Given $a, b, c \in \mathbb{N}$ such that $a+b=b*(a-c)$ and $c+1=p^2$, such as $p$ is prime, prove that $a+b$ or $ab$ is a perfect square.

So, from the given information I already know that $ab=a+bp^2$ and that $p^2=\frac{ab-a-b}{b}+1$. However, everytime I try to replace these "things", I always get to obvious results, such as $0=0$ or $a=a$ or $b=b$, and never get to the solution. How do I find a number $r$ such as $r^2 = a+b$ or a number $s$ such as $s^2=ab$ (i.e., how do I find a perfect square in this case)?
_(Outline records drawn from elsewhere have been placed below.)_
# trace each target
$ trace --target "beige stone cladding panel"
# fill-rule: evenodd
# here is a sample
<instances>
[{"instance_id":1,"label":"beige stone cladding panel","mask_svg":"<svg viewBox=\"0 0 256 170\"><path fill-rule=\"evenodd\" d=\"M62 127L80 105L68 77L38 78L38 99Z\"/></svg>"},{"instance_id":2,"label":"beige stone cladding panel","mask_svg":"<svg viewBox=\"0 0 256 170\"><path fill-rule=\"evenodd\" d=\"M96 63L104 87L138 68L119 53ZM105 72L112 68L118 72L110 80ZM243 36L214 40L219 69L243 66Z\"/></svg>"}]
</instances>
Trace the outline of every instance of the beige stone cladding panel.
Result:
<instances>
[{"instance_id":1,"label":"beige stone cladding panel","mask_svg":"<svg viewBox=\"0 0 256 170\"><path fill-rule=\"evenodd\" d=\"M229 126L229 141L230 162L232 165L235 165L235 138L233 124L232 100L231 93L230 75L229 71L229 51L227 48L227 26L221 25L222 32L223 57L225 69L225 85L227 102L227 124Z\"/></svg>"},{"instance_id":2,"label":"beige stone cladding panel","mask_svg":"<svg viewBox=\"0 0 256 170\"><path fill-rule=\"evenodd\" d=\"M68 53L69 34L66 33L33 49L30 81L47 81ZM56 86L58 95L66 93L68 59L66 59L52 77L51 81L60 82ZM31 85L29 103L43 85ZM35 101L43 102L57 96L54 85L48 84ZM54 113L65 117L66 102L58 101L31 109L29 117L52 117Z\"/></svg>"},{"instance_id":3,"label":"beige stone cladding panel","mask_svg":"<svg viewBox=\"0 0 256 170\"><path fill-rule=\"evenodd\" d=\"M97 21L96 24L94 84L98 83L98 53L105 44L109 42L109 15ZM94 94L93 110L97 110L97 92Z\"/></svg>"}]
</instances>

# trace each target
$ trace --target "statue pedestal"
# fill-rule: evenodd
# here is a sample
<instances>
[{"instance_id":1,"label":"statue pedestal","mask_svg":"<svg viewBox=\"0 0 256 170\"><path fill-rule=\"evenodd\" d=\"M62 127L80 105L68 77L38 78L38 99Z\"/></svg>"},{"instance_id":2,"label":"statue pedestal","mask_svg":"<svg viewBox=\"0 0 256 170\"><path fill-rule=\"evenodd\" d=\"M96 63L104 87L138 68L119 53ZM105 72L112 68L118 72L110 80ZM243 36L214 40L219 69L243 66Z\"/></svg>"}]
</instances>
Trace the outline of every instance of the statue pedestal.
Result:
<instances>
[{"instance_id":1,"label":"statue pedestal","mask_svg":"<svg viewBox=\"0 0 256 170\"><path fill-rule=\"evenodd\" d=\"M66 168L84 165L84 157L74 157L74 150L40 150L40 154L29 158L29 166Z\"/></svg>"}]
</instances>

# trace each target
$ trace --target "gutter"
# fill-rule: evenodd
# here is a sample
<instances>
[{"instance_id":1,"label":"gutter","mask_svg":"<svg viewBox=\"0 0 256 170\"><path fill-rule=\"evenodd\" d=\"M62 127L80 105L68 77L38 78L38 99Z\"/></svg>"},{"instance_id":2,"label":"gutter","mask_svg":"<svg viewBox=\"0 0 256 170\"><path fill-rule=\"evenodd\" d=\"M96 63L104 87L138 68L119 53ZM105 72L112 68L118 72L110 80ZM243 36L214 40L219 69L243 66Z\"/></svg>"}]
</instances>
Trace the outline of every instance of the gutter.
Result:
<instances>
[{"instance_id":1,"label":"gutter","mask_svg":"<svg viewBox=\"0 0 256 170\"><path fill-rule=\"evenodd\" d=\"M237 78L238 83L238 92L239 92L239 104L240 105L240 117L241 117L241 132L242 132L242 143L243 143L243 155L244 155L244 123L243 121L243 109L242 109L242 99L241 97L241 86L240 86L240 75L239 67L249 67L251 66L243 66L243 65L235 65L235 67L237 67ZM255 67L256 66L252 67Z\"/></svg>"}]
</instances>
I'd like a hint... Thanks in advance!

Answer 1

Hint: You're given that

$$a + b = b(a - c) \; \; \to \; \; a = b(a - c - 1) \tag{1}\label{eq1A}$$

$$c + 1 = p^2 \tag{2}\label{eq2A}$$

Substituting \eqref{eq2A} into \eqref{eq1A} and simplifying gives, as you've determined, that

$$ab = a + bp^2 \; \; \to \; \; a(b - 1) = bp^2 \tag{3}\label{eq3A}$$

Substituting the right side of \eqref{eq1A} into the right side of \eqref{eq3A} gives

$$b(a - c - 1)(b - 1) = bp^2 \; \; \to \; \; (a - c - 1)(b - 1) = p^2 \tag{4}\label{eq4A}$$

Remember that $p$ is prime, so that limits what $a - c - 1$ may be. As you asked for just a hint, the rest of the answer is in the spoiler below.

Since $p$ is prime, this means with $$a - c - 1 = k \tag{5}\label{eq5A}$$ that, since $k$ is positive as \eqref{eq1A} has $a$ and $b$ both being positive, then $k$ is $1$, $p$ or $p^2$. Using \eqref{eq1A}, the first case gives that $a = b$ so $ab = b^2$ and the third case gives $ab = (bp^2)b = (bp)^2$, i.e., $ab$ is a square in either situation. For the second case, i.e., $k = p$, then $$a = pb \tag{7}\label{eq7A}$$ so using this in the right side of \eqref{eq3A} gives $$bp(b - 1) = bp^2 \; \; \to \; \; b - 1 = p \; \; \to \; \; b = p + 1 \tag{8}\label{eq8A}$$ Using \eqref{eq7A} and \eqref{eq8A} then gives that $$\begin{equation}\begin{aligned} a + b & = bp + b \\ & = b(p + 1) \\ & = (p + 1)(p + 1) \\ & = (p + 1)^2 \end{aligned}\end{equation}\tag{9}\label{eq9A}$$ This confirms that either $a + b$ or $ab$ are a perfect square.